I. Characteristics of Exposures

a. Potential External Dose - Exposure can occur from deposition of vapor or aerosol, liquid splash or transfer from a contaminated surface. These exposures can occur in the workplace, outdoors or in the home.

b. Internal Dose - It is the internal dose that is responsible for toxicity.  The external exposure is linked to the internal dose through the flux of chemical that diffuses through the stratum corneum. 
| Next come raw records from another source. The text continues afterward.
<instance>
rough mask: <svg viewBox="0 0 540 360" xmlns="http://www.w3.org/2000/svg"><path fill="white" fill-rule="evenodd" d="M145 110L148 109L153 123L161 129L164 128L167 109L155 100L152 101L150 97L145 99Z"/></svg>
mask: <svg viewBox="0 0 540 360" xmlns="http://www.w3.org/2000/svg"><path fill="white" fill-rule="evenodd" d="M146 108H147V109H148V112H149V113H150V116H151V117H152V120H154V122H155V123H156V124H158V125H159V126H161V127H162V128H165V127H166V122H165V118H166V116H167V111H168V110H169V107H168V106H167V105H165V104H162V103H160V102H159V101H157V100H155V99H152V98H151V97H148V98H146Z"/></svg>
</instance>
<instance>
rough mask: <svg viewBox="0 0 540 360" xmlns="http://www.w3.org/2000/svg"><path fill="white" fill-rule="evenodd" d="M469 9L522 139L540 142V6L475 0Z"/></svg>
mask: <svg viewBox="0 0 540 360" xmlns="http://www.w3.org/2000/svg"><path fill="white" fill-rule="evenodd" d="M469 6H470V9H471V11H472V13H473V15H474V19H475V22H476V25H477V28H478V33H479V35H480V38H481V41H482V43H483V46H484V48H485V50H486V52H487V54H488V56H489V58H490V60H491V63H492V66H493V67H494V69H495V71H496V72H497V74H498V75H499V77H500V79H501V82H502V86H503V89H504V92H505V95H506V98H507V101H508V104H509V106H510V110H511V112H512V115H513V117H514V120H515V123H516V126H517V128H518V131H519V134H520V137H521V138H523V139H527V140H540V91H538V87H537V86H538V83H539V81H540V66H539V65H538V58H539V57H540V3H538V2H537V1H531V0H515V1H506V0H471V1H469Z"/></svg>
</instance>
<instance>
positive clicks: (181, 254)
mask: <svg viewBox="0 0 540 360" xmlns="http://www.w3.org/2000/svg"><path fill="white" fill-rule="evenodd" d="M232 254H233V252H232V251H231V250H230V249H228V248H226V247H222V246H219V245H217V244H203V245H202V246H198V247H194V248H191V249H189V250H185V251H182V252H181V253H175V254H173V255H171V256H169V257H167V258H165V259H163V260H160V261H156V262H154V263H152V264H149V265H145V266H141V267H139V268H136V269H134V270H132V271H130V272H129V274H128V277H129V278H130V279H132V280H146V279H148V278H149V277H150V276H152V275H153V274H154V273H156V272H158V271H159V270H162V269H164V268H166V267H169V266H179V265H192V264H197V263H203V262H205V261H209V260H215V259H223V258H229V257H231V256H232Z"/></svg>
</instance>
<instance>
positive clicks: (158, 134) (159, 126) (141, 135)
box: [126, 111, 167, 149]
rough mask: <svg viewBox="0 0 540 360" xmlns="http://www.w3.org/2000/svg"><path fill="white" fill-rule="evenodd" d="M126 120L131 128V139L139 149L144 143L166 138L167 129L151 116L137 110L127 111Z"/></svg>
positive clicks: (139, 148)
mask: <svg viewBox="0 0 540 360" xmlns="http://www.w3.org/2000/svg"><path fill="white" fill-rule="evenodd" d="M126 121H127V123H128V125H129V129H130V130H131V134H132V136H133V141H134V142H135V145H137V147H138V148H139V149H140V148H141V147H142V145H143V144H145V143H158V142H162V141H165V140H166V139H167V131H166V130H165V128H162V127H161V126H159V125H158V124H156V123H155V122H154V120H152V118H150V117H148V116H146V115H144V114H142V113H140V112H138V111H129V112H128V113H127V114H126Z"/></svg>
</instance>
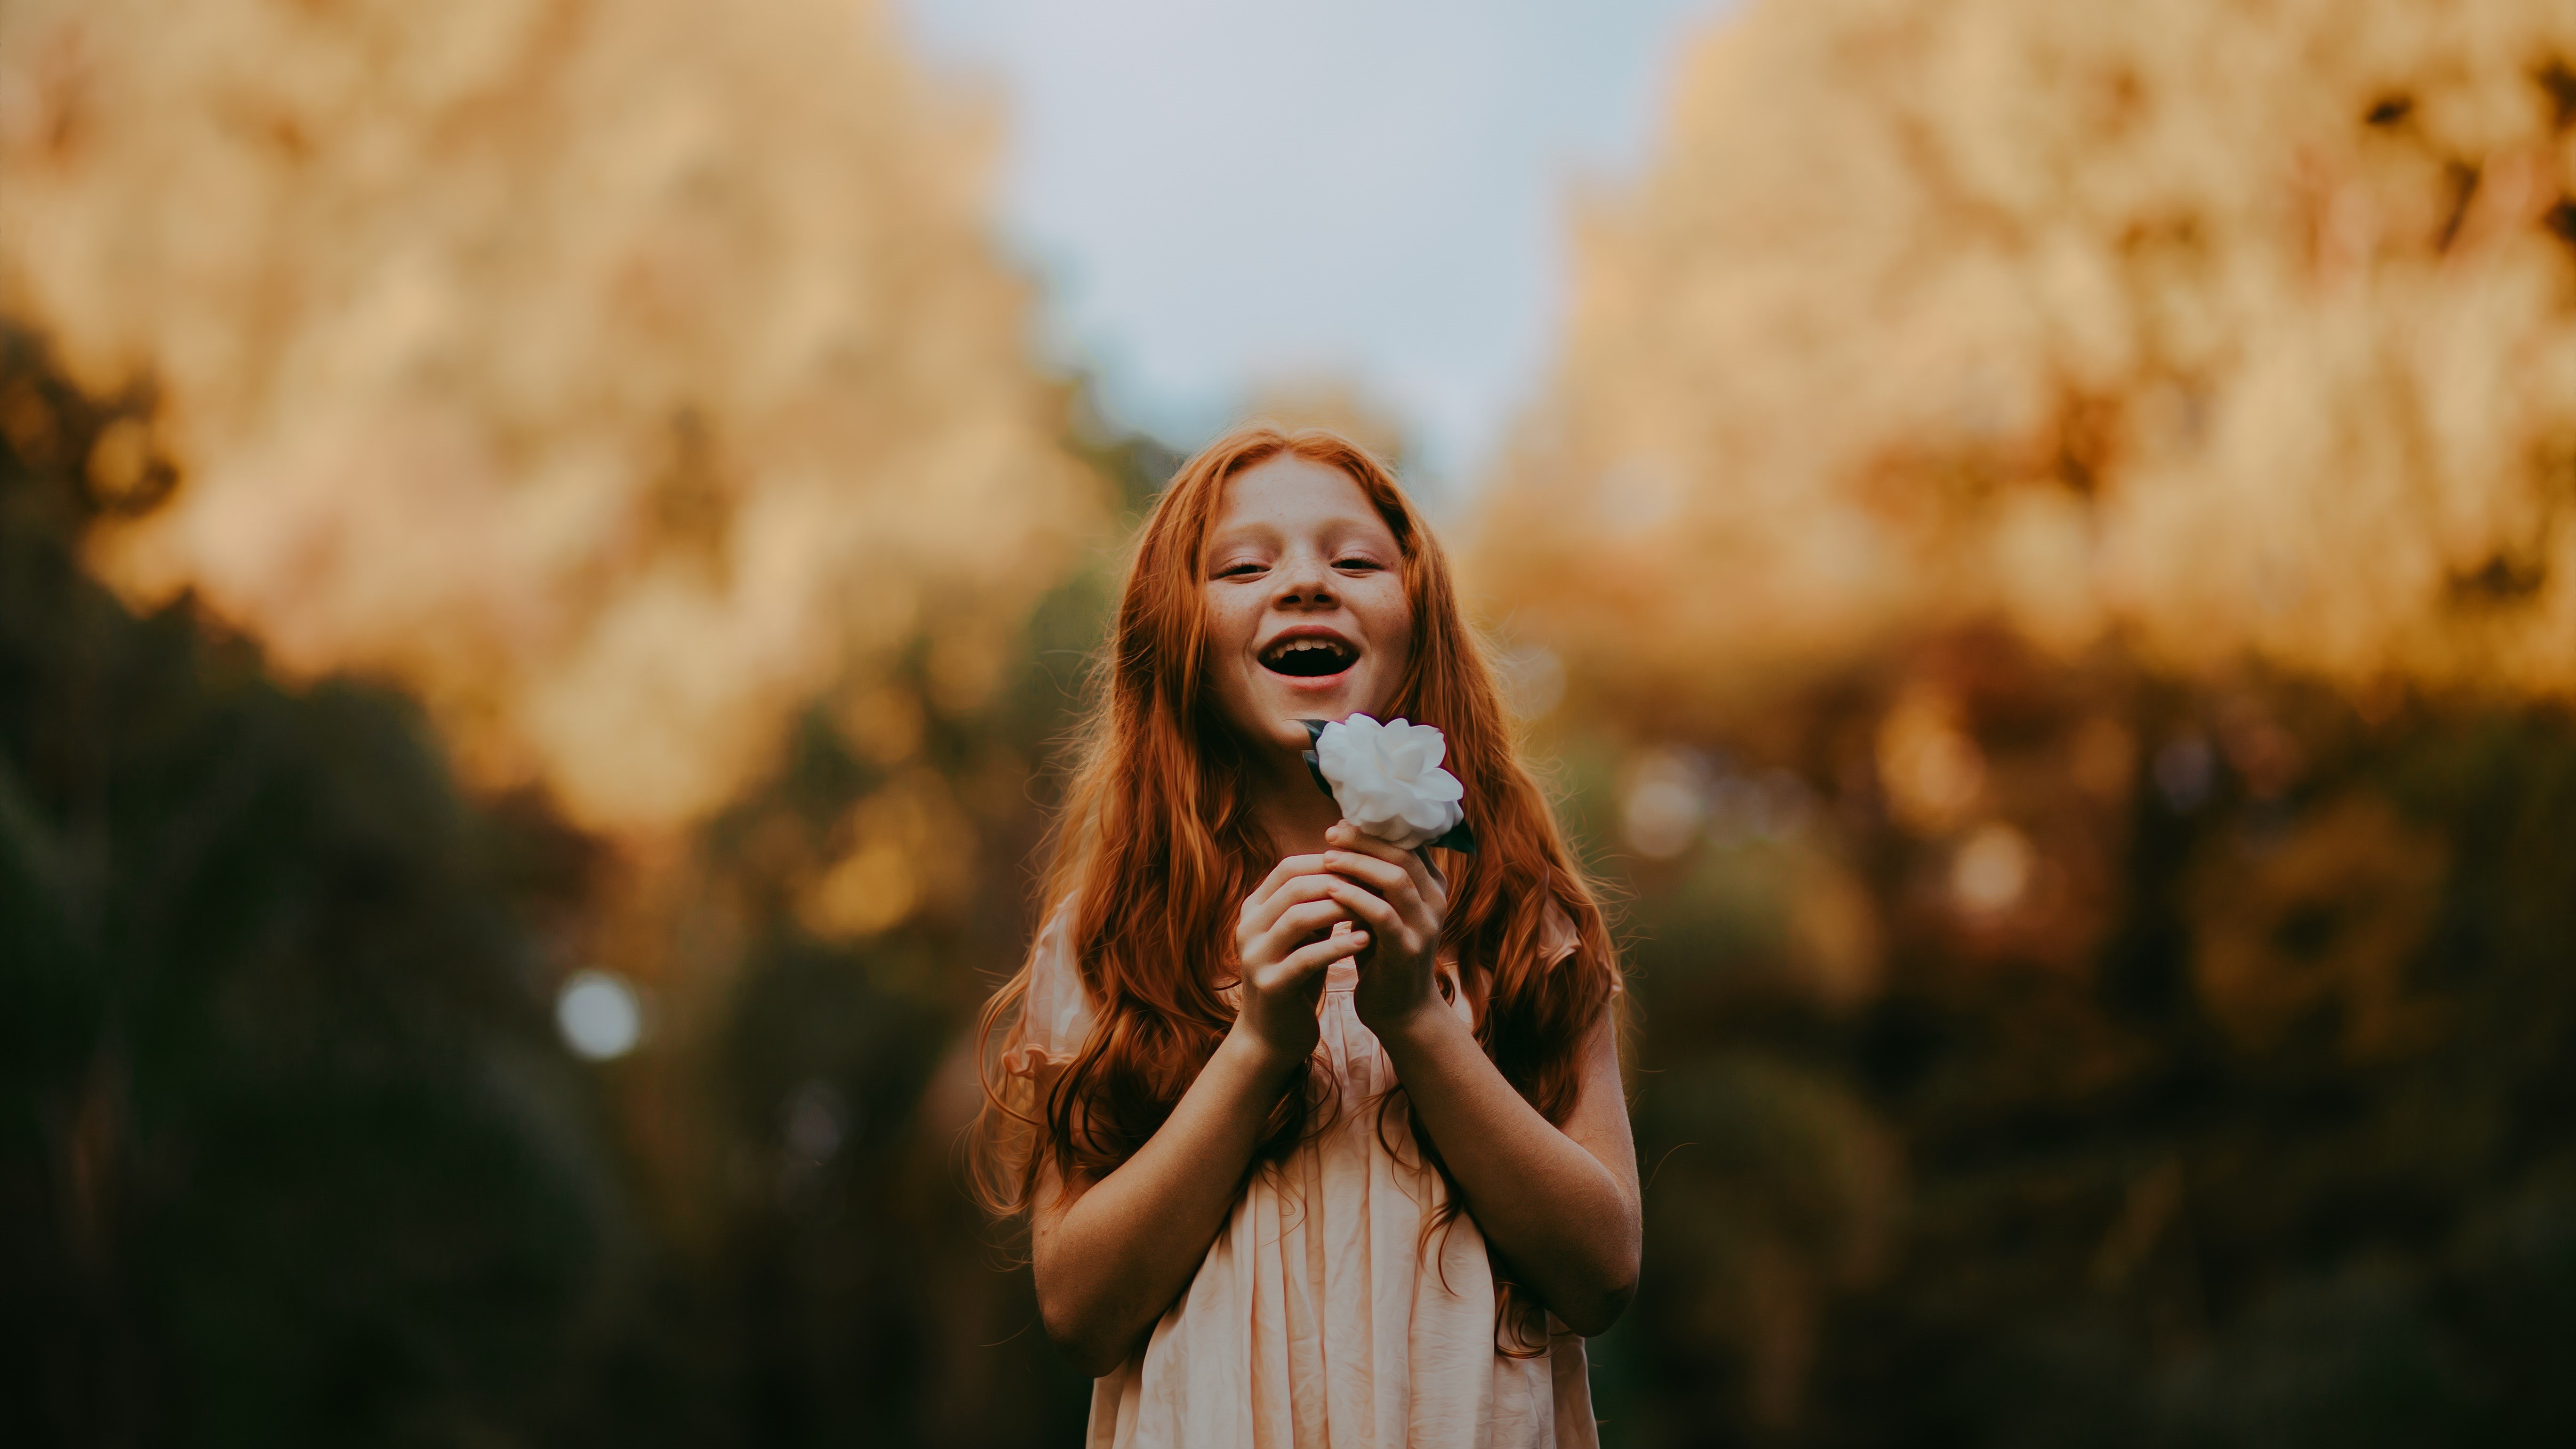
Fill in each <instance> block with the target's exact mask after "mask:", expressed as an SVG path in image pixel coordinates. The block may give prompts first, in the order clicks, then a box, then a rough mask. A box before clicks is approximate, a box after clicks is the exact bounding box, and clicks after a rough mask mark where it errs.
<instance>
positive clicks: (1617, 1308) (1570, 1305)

c. Relationship between External Dose and Internal dose – The relationship between external dose and internal dose is described by measurements of permeation:

i. Permeability coefficient (cm/hr)

ii. Flux (mg/cm²/hr)

iii. Diffusivity (cm²/hr)

d. Mixed Exposures – most exposures occur through more than one route and to more than one chemical

i. Many skin exposures have an inhalation or oral component because of chemical volatility and hand to mouth activities.

ii. There are very few “pure” exposures to chemicals in the workplace because most chemicals and products are a mixture of chemicals or in some kind of inert vehicle.

e. Skin versus lung as routes of absorption

i. One function of the skin is as a barrier to absorption.

ii. One function of the lung is to maximize absorption of gasses (oxygen).

iii. Many skin exposures have an inhalation component (vapor or aerosol).

iv. When we compare penetration of a vapor through the skin and through the lung, penetration in the lung is much greater.  Generally in a whole body vapor exposure, less than 10% of the body burden is from the skin route.

II. Determination of systemic toxicity

a. Hazard identification - We have several means of identifying actual or potential systemic toxicity by the dermal route: epidemiology studies, case reports, dermal LD50 studies in animals, ACGIH skin notation and calculations based on permeability.  How do these compare?

i. Epidemiology studies have the advantage of using “realistic” exposures, but large numbers of individuals are required for statistical relevance and the actual exposure parameters are often uncertain and variable between individuals.

ii. Case reports describe accidents or unusual occurrences and therefore by definition are not objective.  They are hard to put into perspective with the rest of the population.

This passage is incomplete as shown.